PJM's Auction Games: High Prices, No Power, and the Illusion of Market Discipline

Skyrocketing prices, no new power, and a broken system—PJM’s latest capacity auction reveals a market rigged for profits, not progress.

NEWS

Miranda Morrow

2/7/2025

February 7, 2025
By Miranda Morrow

In a move that highlights the growing dysfunction in regional energy markets, PJM Interconnection—the massive grid operator serving 65 million Americans—has agreed to implement a price cap and floor on its upcoming electric capacity auction. The move follows public outrage and formal complaints from Pennsylvania regulators after PJM’s latest auction results produced sky-high prices with zero additional generation capacity added to the grid.

Let that sink in: consumers across Ohio, Pennsylvania, and the Mid-Atlantic are bracing for record electricity bills this summer—and not a single new megawatt will be coming online in return. So where did the money go? Straight into the pockets of entrenched incumbents, thanks to PJM’s opaque and self-serving auction rules.

PJM’s justification for the price spikes was classic market theory: high prices signal tight supply and incentivize investment.
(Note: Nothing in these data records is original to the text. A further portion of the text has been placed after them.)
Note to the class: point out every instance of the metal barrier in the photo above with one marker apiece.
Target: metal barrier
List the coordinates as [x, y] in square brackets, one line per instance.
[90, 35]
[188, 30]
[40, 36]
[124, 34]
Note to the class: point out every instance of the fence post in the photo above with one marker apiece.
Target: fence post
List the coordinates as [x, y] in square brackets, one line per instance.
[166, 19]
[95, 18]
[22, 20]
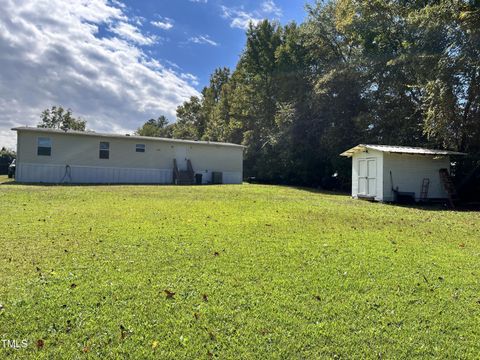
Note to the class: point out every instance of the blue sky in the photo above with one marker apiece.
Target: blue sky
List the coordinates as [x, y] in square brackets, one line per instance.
[196, 19]
[118, 63]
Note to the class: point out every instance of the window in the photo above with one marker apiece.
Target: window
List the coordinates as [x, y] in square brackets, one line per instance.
[44, 147]
[104, 150]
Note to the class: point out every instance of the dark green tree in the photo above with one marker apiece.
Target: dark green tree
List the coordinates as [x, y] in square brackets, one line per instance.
[58, 118]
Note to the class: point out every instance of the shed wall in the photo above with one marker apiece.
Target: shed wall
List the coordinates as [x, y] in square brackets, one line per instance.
[124, 165]
[408, 172]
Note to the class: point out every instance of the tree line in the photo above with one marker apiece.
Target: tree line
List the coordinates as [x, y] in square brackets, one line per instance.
[383, 72]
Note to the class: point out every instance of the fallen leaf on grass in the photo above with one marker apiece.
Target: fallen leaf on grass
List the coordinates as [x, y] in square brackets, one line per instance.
[170, 294]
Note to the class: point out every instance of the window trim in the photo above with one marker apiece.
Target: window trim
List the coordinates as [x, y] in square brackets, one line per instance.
[140, 148]
[104, 153]
[44, 150]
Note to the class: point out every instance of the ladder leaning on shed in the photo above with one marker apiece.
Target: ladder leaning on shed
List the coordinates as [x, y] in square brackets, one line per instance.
[449, 187]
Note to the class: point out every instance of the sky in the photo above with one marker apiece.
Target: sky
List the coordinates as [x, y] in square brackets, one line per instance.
[118, 63]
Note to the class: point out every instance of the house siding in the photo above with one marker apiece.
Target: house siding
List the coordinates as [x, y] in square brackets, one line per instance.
[125, 165]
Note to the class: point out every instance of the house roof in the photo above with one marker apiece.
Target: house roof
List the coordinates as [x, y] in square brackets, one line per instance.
[120, 136]
[398, 149]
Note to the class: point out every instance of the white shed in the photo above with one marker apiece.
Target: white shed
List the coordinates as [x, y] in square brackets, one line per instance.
[380, 171]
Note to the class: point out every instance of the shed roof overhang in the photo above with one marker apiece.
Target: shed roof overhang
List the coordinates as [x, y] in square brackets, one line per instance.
[399, 150]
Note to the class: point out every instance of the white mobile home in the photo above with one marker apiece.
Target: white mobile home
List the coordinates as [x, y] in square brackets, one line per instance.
[379, 172]
[56, 156]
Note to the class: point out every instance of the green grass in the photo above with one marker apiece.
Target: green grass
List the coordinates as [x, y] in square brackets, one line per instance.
[257, 271]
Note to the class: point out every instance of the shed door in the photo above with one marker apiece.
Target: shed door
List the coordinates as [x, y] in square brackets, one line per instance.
[372, 177]
[362, 177]
[367, 177]
[181, 157]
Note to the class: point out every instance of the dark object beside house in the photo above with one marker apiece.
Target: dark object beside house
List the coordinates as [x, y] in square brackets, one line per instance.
[217, 177]
[11, 169]
[402, 197]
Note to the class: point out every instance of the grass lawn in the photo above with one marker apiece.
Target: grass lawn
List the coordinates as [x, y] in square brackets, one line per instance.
[257, 272]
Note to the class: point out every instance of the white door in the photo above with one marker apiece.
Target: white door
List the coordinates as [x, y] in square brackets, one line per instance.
[181, 157]
[372, 177]
[362, 177]
[367, 177]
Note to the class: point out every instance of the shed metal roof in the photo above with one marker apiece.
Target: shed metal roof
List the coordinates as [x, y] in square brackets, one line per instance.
[398, 149]
[120, 136]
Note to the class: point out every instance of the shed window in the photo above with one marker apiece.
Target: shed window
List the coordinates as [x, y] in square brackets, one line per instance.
[44, 147]
[104, 150]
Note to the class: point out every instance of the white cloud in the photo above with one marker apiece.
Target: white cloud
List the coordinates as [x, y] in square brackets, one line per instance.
[269, 7]
[132, 33]
[192, 79]
[203, 39]
[164, 23]
[51, 53]
[241, 19]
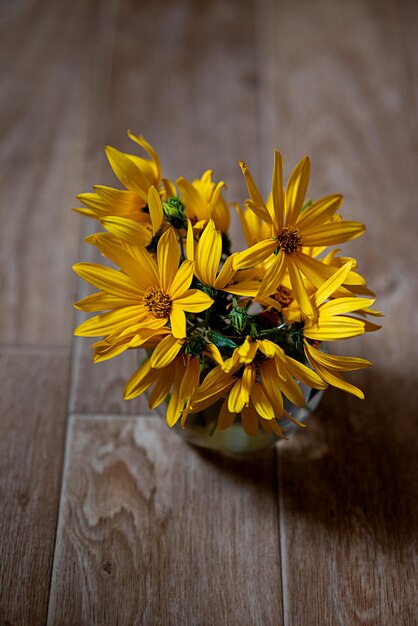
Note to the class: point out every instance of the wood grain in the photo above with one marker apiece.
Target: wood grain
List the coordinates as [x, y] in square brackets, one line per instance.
[347, 484]
[153, 531]
[50, 112]
[191, 93]
[33, 412]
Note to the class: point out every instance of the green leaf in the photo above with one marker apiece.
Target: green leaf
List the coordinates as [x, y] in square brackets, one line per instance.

But in practice, PJM’s rule changes had the opposite effect—delivering windfall profits to existing generators without improving reliability. That’s not market behavior; that’s regulatory theater.
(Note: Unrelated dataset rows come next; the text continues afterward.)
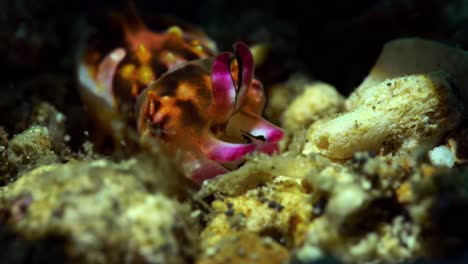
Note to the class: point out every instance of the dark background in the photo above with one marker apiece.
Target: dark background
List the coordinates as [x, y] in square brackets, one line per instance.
[335, 41]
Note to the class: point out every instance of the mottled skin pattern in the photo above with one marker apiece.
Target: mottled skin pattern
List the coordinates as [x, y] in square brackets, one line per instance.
[205, 110]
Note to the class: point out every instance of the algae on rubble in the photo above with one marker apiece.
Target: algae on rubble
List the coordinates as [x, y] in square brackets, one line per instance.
[103, 212]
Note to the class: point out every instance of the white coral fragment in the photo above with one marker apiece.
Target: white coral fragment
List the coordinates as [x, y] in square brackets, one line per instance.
[399, 114]
[442, 156]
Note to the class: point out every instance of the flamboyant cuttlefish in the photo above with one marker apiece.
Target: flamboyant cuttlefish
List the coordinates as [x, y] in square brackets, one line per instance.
[206, 108]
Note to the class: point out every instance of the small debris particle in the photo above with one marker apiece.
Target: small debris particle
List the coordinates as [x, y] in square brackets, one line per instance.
[241, 252]
[229, 212]
[275, 205]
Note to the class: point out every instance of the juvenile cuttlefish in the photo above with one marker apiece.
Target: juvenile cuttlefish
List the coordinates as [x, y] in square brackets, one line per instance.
[204, 107]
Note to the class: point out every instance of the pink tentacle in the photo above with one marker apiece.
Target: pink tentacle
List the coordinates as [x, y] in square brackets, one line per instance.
[246, 70]
[254, 101]
[254, 126]
[223, 89]
[224, 152]
[199, 168]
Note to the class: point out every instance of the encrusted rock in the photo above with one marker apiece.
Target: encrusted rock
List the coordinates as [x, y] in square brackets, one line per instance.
[316, 102]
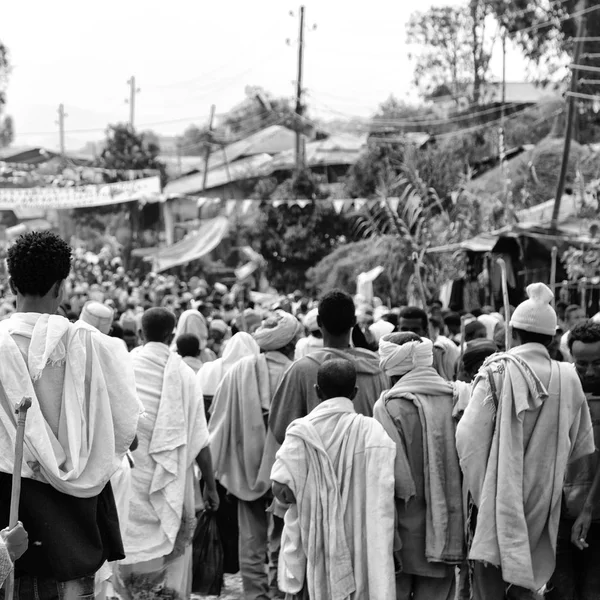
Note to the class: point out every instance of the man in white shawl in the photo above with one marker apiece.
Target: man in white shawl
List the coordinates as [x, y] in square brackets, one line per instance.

The “collar” on auction pricing—a cap and floor mechanism—wasn’t implemented out of PJM’s sense of duty. It was forced into place only after the Pennsylvania Public Utility Commission filed a formal complaint highlighting the absurdity of the current model. The auction had become so skewed in favor of the largest players that even conservative regulators could no longer pretend this was a functioning market.

Critics have long warned that PJM's governance structure, dominated by major utilities and fossil fuel interests, routinely bends auction rules to serve those already in power—pun intended—rather than fostering competition or encouraging clean, advanced generation technologies like nuclear or next-gen modular reactors.
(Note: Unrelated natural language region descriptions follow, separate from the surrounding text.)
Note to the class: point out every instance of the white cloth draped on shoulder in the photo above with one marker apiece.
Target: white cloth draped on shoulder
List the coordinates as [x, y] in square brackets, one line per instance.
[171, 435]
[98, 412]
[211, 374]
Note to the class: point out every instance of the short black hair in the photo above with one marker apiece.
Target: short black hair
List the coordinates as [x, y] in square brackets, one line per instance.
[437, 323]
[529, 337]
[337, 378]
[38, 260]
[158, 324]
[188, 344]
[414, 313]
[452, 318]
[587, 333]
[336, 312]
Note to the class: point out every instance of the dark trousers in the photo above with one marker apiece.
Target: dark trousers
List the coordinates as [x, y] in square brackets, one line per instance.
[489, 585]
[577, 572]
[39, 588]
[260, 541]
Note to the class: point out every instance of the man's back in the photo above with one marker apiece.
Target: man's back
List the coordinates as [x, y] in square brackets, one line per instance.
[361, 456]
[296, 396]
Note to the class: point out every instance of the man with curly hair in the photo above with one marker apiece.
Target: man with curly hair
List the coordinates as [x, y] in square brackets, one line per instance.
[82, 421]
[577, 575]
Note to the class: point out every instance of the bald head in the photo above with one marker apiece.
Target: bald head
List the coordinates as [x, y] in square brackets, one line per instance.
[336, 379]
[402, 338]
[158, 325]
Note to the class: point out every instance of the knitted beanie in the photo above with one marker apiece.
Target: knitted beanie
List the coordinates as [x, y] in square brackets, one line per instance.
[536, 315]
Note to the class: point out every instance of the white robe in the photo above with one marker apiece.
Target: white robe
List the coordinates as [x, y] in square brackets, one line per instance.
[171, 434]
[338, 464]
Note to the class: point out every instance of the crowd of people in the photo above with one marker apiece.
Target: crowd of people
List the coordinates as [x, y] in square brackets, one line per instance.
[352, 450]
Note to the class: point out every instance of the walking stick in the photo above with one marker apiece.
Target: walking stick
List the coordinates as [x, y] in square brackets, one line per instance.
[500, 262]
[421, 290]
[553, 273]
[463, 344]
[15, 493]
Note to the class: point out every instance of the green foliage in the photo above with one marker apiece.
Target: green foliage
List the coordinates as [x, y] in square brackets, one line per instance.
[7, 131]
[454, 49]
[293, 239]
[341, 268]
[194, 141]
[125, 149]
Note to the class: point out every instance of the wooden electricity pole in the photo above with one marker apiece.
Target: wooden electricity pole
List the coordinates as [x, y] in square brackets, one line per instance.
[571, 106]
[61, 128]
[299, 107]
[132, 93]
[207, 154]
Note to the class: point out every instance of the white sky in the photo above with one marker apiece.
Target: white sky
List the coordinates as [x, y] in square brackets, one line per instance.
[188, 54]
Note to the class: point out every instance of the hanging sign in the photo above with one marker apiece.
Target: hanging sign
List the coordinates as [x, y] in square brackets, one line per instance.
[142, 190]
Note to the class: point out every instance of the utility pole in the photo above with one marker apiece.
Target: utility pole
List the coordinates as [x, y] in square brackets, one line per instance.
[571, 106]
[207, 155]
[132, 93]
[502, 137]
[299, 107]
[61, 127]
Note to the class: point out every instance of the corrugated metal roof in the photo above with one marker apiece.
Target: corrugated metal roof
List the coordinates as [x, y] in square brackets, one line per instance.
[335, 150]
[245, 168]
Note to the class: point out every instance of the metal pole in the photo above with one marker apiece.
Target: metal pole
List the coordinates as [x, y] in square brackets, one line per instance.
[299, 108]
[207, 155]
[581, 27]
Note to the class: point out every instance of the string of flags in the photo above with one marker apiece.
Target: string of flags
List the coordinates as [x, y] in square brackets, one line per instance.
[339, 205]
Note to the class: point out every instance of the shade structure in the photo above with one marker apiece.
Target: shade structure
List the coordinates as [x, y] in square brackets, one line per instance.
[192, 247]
Now PJM wants to "collar" prices going forward. But caps and floors do nothing to address the root problem: a system designed to reward inertia, not innovation.

For Ohioans, this is particularly troubling. Our grid is being governed by a regional monopoly that disincentivizes forward-thinking energy investments while extracting wealth from ratepayers under the guise of “market efficiency.” If new generation isn’t rewarded for entering the market, and legacy players are paid simply for existing, what incentive is there for Ohio to lead on energy innovation?

It’s time for Ohio lawmakers and utility regulators to rethink our relationship with PJM. When grid rules reward stagnation over solutions, and consumers foot the bill for phantom capacity, we don’t have a market—we have a racket.

Bottom line: PJM’s auction may be regional, but its consequences are local. Ohio deserves better than a rigged system that delivers higher prices without delivering energy security.